Archive for October, 2007

Coming Soon

Sunday, October 28th, 2007

In development (but in no particular order):

– the IPPIES of the Independent Press Association of New York

– the WORD print – an independently run, student newspaper with a loose affiliation with this WORD – bites the dust

– a commentary (maybe more than one) on requests from students and former students (who were interviewed for WORD articles as long as two years ago) asking/demanding/begging that their comments in articles or the articles with their comments be deleted, expunged, disappeared because they don’t want potential employers or graduate admission committees to know that they experimented in bi-sexual fun or that they partied all night, every night, until they couldn’t distinguish between the moon and the sun or that they engaged in other forms of behavior that some might call risqué – and which definitely cannot escape the URL tenacles of Google; what to do, what to do; definitely worthy of some pondering considering the ethical dilemmas brought to bare.

Gregg Morris

Antediluvian Thinking

Tuesday, October 23rd, 2007

So many students are using blogs (for commentary and opinion), myspace and facebook (to communicate), Youtube (can you believe documentaries and broadcasts), cell phones (to communicate and to make pictures and videos to disseminate) that I’m planning to revise my journalism writing/reporting courses.

I plan to add to my course syllabi that students who take my classes can learn to write scintillating and compelling commentaries and opinion pieces for their peers to review and admire as well as develop a sharper edge – a news edge – for their other media activities.

It seems to me that many students engaging those endeavors described above believe they are involved with forms of enterprise journalism or that they are involved in making news. They are most certainly involved in disseminating and receiving disseminated information in this period when the concept of news is undergoing radical change.

There was this intense discussion at a department meeting many months ago over my using the word “multimedia” for this multimedia ethnic journalism class I wanted to teach. One colleague (obviously out of touch with reality) announced that students in my reporting/writing classes should not be using recording devices because that kind of activity was reserved for a particular film/video course. As images flashed in my head of students using MP3 recorders and digital voice recorders as well as cell phones for digital imagery, single and moving, I didn’t have the presence of mind to say something witty like, “That kind of antediluvian thinking should cost you a …”

Gregg Morris

Crunch Time

Saturday, October 20th, 2007

Several years ago, Hunter started ranking in the top five colleges with students receiving paid summer internships with the Business Press Education Foundation. Hunter at times raked in more internships that the journalism programs, graduate and undergraduate, at Ohio State University, NYU and Columbia University.
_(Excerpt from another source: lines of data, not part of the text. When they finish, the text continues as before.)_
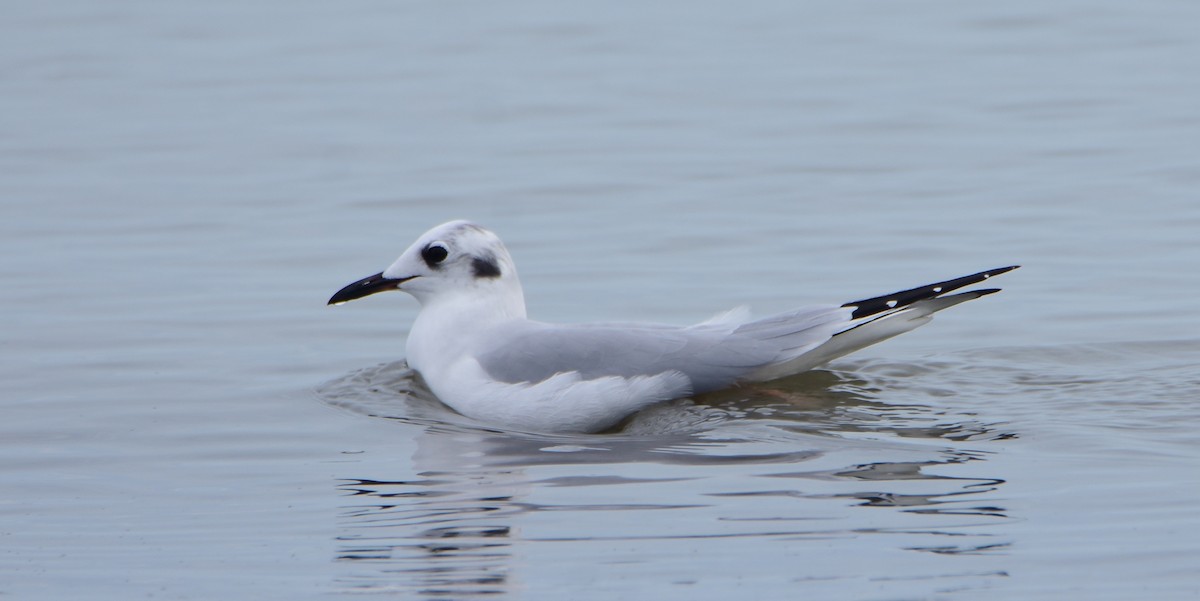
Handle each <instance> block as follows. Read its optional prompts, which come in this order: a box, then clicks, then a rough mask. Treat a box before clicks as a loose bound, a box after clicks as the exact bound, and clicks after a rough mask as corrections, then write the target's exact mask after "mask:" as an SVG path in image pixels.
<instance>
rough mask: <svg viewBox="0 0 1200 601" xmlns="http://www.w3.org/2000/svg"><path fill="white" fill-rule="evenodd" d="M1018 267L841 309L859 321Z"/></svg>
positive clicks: (993, 276)
mask: <svg viewBox="0 0 1200 601" xmlns="http://www.w3.org/2000/svg"><path fill="white" fill-rule="evenodd" d="M1019 268H1020V265H1009V266H1007V268H996V269H989V270H986V271H980V272H978V274H971V275H970V276H962V277H956V278H954V280H947V281H944V282H937V283H934V284H928V286H919V287H917V288H911V289H908V290H900V292H898V293H892V294H884V295H882V296H875V298H871V299H863V300H858V301H851V302H847V303H845V305H842V307H854V312H853V313H851V319H859V318H864V317H870V315H874V314H877V313H883V312H887V311H893V309H896V308H901V307H906V306H908V305H912V303H913V302H918V301H923V300H925V299H936V298H937V296H941V295H943V294H947V293H952V292H954V290H958V289H960V288H964V287H967V286H971V284H977V283H979V282H984V281H986V280H989V278H991V277H995V276H998V275H1001V274H1008V272H1009V271H1013V270H1014V269H1019ZM972 292H973V293H978V294H979V296H983V295H986V294H995V293H998V292H1000V288H989V289H984V290H972Z"/></svg>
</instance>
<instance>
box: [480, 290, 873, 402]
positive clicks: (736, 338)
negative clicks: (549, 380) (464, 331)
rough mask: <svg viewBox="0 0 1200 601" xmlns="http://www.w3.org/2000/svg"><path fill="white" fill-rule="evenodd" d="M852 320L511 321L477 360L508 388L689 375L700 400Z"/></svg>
mask: <svg viewBox="0 0 1200 601" xmlns="http://www.w3.org/2000/svg"><path fill="white" fill-rule="evenodd" d="M848 313H850V312H848V311H845V309H839V308H836V307H815V308H810V309H802V311H796V312H791V313H784V314H780V315H774V317H770V318H767V319H763V320H758V321H751V323H749V324H743V325H740V326H738V325H728V324H724V325H722V324H701V325H695V326H690V327H672V326H661V325H640V324H587V325H554V324H544V323H539V321H527V320H521V321H511V323H509V324H505V325H503V326H500V327H498V329H497V330H496V331H493V332H491V333H492V336H490V337H488V342H487V343H486V344H485V345H484V348H482V349H480V350H479V351H478V353H476V359H478V360H479V362H480V365H481V366H482V367H484V369H486V371H487V373H488V374H491V375H492V377H493V378H496V379H498V380H502V381H508V383H521V381H541V380H545V379H546V378H550V377H552V375H554V374H557V373H564V372H578V373H580V375H581V377H582V378H584V379H594V378H602V377H606V375H620V377H625V378H630V377H635V375H653V374H659V373H662V372H668V371H678V372H683V373H684V374H685V375H688V378H689V379H691V383H692V391H694V392H706V391H710V390H716V389H721V387H725V386H728V385H731V384H733V383H734V381H737V380H738V379H739V378H742V377H743V375H746V374H749V373H751V372H754V371H756V369H758V368H761V367H763V366H767V365H770V363H774V362H778V361H780V360H786V359H787V357H791V356H794V355H796V354H798V353H802V351H804V350H808V349H811V348H815V347H816V345H818V344H821V343H823V342H826V341H828V339H829V337H830V336H832V335H833V332H834V331H835V329H834V326H833V324H834V323H836V324H845V321H846V318H847V314H848Z"/></svg>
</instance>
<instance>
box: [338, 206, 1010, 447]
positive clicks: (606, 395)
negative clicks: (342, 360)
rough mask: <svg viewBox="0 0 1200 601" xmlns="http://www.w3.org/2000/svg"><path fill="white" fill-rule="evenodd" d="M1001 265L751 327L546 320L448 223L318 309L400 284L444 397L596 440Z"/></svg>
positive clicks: (511, 285)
There were usually 50-60 campuses represented in the competition, and Hunter for years ranked in the top five.

Hunter students awarded the internships at the best of the trade publications (AKA business-to-business media) had been required to have stories published in either student-run news media like the Hunter Envoy, or, subsequently, as things turned out, in a faculty-supervised, student-written online zine, the WORD (now temporarily located at Other students who had published portfolios from those J-classes that required students to publish, won  journalism internships that had direct effects on their careers. And, it has to be said, many who did not win the so-called prestigious internships, did well. That is, got on career paths because of their portfolios which helped get them internships and jobs.

Then, of course, a new sheriff came to town a few years ago, and “things” begin to jump. One has to wonder why the Department of Film and Media Studies was and has been sooooo slow about getting with the program.

Anyway, it’s crunch time, that period when students must begin applying for the best of the J-internships offered in the country and also that period when students in my classes are realizing, if they haven’t already, that the deadlines and requirements for my writing/reporting classes are for real.

Gregg Morris

The New WORD

Tuesday, October 16th, 2007

If the Department of Film and Media Studies is really serious about journalism education as well as improving student writing, it should seriously consider requiring students in its approximately 15 journalism-related and dozen-plus media theory classes to submit articles and papers to the student-run news media for dissemination. This initiative could be a significant educational catalyst, and F/M could nurture independent student journalism without being intrusive.